Le ……………………………………………
à Me ………………………………………..
EXPEDITION :
Le ………………………………………………….
à Me ………………………………………………
Le ………………………………………………….
à Me ………………………………………………
Le …………………………………………………..
à Me ………………………………………………
N° RG 25/04945 – N° Portalis DBW3-W-B7J-635K
PARTIES :
DEMANDEUR
Monsieur [P] [U]
né le 21 Mars 1994 à [Localité 6]
domicilié : chez GESTION PATRIMOINE IMMOBILIER ACTIVE IMMO, [Adresse 2]

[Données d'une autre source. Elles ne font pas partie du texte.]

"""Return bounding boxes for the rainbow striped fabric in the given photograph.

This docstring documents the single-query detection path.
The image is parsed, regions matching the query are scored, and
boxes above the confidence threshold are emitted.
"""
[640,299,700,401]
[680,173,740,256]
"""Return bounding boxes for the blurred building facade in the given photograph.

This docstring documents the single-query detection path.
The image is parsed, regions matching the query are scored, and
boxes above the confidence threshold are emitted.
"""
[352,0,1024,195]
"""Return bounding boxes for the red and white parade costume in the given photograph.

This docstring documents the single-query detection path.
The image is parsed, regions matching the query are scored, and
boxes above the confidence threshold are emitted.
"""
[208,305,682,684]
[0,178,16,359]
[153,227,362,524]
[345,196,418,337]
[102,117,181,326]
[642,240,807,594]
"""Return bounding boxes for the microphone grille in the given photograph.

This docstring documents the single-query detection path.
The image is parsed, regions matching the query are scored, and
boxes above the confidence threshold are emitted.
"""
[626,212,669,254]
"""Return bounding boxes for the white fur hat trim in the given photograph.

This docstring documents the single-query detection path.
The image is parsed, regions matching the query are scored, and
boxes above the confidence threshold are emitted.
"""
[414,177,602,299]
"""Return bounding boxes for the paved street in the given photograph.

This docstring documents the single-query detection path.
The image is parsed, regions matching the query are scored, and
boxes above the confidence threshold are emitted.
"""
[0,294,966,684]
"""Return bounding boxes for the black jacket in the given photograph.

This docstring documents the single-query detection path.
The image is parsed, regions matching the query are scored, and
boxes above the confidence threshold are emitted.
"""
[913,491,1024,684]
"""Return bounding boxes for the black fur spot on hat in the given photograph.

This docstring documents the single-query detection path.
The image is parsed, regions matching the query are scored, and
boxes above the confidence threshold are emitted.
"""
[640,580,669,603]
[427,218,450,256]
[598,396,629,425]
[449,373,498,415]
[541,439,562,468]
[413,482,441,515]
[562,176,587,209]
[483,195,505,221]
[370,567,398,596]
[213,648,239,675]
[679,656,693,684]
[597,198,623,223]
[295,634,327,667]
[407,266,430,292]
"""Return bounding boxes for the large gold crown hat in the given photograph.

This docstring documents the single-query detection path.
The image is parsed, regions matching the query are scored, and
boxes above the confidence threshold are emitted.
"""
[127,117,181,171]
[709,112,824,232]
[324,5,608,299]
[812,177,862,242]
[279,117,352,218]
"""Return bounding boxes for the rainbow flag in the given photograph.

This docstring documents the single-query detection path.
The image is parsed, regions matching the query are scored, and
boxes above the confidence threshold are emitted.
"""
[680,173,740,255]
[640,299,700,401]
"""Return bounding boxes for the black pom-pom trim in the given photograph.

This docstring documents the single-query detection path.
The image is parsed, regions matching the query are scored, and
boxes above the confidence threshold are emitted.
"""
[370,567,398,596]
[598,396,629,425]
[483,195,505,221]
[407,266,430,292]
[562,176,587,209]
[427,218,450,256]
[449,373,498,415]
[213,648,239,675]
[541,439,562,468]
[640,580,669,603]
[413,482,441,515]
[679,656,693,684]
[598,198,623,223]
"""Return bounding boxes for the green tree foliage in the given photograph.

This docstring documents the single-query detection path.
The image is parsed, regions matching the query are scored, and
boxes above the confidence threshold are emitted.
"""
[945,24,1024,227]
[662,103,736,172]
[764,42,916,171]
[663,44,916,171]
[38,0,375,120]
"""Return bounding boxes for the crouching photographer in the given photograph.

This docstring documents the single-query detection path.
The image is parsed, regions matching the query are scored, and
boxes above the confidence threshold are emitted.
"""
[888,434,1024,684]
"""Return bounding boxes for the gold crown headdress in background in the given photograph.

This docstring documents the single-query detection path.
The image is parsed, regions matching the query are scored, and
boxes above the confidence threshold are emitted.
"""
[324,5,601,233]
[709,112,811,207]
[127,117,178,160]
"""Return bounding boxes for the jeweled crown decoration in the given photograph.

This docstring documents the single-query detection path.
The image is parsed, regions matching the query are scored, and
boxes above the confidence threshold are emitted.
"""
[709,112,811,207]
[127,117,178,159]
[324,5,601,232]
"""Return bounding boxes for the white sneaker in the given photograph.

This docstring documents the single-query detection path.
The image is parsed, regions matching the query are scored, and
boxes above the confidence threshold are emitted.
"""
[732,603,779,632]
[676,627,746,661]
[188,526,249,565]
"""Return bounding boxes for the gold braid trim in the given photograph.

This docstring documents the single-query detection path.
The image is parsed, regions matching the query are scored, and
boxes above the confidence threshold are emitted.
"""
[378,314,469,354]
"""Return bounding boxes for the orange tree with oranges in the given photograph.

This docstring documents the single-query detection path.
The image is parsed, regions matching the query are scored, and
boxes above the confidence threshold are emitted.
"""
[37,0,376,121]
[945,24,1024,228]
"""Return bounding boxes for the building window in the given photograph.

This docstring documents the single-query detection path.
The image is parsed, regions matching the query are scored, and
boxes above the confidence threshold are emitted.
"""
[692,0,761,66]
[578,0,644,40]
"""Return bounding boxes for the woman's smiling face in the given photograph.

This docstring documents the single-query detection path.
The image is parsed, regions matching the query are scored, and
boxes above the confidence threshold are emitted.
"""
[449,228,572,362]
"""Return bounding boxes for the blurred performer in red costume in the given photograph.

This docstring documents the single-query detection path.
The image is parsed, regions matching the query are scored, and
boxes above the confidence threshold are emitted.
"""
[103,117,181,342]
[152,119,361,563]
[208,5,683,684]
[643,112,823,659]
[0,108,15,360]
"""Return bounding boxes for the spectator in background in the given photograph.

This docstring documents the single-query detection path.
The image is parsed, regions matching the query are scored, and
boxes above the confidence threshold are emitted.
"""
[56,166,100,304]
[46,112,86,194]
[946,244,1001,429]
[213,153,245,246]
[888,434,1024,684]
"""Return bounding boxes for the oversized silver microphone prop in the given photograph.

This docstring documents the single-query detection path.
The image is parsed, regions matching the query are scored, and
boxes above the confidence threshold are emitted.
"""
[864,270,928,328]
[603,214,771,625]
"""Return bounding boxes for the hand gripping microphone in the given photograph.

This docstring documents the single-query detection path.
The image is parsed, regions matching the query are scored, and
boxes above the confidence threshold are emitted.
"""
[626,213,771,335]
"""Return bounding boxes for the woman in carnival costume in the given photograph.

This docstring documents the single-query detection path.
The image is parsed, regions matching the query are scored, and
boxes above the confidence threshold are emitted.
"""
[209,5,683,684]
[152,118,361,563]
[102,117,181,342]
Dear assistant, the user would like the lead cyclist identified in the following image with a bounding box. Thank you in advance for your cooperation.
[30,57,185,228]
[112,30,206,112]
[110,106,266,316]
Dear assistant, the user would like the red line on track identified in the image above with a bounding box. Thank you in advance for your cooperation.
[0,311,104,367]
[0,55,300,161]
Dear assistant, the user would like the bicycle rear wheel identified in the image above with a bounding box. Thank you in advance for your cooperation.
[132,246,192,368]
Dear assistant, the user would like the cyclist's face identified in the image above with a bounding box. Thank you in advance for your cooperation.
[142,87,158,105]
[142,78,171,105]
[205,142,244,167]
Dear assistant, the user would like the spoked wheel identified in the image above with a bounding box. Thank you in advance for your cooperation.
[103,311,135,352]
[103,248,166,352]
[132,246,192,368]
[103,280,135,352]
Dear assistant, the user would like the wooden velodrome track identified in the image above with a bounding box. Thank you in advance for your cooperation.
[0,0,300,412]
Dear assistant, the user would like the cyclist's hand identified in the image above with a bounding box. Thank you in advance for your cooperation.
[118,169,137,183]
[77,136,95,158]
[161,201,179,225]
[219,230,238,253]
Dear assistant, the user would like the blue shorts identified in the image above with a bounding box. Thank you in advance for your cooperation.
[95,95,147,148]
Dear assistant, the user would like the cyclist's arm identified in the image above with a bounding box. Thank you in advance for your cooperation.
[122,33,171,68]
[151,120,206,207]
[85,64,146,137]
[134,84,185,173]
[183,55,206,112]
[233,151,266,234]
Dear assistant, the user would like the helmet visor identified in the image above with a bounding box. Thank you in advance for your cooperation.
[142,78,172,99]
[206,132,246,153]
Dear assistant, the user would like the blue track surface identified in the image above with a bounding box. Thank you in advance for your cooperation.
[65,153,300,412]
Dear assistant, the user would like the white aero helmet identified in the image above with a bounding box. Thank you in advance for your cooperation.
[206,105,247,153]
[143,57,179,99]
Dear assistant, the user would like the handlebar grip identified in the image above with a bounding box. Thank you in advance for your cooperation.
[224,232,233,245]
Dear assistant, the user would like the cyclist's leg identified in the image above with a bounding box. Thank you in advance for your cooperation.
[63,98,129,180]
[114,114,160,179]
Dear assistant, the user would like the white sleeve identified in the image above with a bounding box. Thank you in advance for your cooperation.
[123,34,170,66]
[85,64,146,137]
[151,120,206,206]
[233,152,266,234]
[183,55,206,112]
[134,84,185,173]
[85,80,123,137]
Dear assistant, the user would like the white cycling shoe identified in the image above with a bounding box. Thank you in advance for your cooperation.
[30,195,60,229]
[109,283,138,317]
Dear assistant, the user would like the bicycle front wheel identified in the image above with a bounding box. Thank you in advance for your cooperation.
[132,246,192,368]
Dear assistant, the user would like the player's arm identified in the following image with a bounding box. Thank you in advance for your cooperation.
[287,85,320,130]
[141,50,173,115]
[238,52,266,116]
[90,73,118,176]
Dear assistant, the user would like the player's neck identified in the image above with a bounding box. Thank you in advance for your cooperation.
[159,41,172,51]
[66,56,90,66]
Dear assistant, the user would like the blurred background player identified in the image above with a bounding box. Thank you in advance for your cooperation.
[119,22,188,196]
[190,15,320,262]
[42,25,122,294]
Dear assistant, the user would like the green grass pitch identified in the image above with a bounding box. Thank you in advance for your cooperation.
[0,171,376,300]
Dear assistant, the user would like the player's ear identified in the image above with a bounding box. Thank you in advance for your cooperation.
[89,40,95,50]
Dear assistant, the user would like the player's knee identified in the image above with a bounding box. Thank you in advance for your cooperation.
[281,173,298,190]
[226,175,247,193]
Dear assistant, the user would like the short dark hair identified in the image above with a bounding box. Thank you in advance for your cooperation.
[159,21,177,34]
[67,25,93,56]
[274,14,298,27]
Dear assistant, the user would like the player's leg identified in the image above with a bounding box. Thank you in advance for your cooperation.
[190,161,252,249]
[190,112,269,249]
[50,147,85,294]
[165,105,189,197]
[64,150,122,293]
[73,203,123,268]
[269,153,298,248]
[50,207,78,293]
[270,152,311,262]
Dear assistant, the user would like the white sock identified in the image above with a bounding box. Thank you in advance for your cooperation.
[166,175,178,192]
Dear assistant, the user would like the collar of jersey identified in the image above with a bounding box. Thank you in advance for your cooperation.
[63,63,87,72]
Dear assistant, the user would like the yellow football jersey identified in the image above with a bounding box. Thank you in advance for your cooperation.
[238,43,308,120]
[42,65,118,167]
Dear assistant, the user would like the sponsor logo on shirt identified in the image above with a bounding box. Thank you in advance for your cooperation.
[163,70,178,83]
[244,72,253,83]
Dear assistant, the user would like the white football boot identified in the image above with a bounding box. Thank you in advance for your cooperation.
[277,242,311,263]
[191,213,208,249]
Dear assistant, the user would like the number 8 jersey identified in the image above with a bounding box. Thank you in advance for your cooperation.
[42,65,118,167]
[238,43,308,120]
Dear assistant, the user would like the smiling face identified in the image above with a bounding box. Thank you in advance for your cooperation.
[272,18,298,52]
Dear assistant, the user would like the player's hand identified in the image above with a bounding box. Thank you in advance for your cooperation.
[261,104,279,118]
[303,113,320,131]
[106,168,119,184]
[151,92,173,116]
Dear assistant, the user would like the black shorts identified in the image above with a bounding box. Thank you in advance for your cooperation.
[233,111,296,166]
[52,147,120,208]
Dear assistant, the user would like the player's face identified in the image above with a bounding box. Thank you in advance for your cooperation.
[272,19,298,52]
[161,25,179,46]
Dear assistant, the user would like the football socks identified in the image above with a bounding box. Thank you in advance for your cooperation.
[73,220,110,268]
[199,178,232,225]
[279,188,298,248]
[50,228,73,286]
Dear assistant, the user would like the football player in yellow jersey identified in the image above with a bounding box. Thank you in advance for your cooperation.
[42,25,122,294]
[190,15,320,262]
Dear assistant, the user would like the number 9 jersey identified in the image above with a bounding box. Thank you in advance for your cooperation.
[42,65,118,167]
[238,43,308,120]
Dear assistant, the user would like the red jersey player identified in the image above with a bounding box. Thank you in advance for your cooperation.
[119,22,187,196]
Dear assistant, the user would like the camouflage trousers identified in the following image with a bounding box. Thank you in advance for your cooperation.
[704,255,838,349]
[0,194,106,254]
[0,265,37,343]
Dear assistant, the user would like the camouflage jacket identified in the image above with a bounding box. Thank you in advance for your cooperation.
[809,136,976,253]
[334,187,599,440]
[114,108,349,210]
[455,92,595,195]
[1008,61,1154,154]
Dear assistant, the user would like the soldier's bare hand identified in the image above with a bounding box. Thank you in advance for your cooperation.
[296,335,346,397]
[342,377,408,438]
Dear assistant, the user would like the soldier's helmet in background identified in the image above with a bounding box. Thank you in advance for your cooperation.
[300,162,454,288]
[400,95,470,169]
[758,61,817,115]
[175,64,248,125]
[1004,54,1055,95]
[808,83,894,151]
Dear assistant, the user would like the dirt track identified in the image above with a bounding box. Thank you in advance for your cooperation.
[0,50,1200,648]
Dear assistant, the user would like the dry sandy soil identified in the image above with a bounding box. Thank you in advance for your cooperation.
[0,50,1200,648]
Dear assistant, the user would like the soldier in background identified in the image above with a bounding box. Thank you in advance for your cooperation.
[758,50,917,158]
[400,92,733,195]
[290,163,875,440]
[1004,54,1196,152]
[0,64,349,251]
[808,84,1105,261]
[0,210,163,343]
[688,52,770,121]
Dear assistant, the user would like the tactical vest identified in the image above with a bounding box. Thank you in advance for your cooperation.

représenté par Me Michael ZERBIB, avocat au barreau de MARSEILLE
DEFENDEURS
Monsieur [N] [W]
né le 10 Septembre 1951 à [Localité 5] (ALGERIE)
demeurant [Adresse 1]
non comparant
Madame [L] [W]
née le 20 Avril 1966 à [Localité 9] (ALGERIE)
demeurant [Adresse 1]
non comparante
Monsieur [S] [J]
né le 09 Décembre 1981 à [Localité 8] (ALGERIE)
demeurant [Adresse 3]
non comparant
Par acte de Commissaire de Justice en date du 2 septembre 2025, Monsieur [P] [U] a assigné Monsieur [N] [W], Madame [L] [W] et Monsieur [S] [J], en sa qualité de caution, devant le juge des référés du pôle de proximité du Tribunal Judiciaire de MARSEILLE pour voir :
• constater la résiliation du bail en application de la clause résolutoire contenue au contrat;
• ordonner l’expulsion immédiate de Monsieur et Madame [W] et celle de tous occupants de leur chef des lieux sis à [Adresse 7], au besoin avec le concours de la [Localité 4] Publique;
• condamner solidairement Monsieur et Madame [W] et Monsieur [J] à lui payer :
— la somme provisionnelle de 2526,38 euros au titre des loyers et charges impayés;
— une somme égale au montant du dernier loyer et des charges au titre de l’indemnité mensuelle d’occupation jusqu’à libération complète des lieux;
— la somme de 1000,00 euros au titre de l’article 700 du Code de Procédure Civile outre les dépens.
A l’audience, Monsieur [U] a maintenu ses demandes tout en produisant un décompte actualisé de sa créance qui s’élève à la somme de 930,59 euros au titre des loyers et charges impayés arrêtés au 5 novembre 2025 dont il sollicite le paiement.
Le décompte actualisé sera pris en considération dans la mesure où dans son assignation, Monsieur [U] a sollicité le paiement d’une indemnité d’occupation.
Monsieur et Madame [W], cités en l’Etude de la SCP GALY, DE GOLBERY et ESCUDIER, Commissaires de Justice, n’ont pas comparu à l’audience, ni ne se sont faits représenter.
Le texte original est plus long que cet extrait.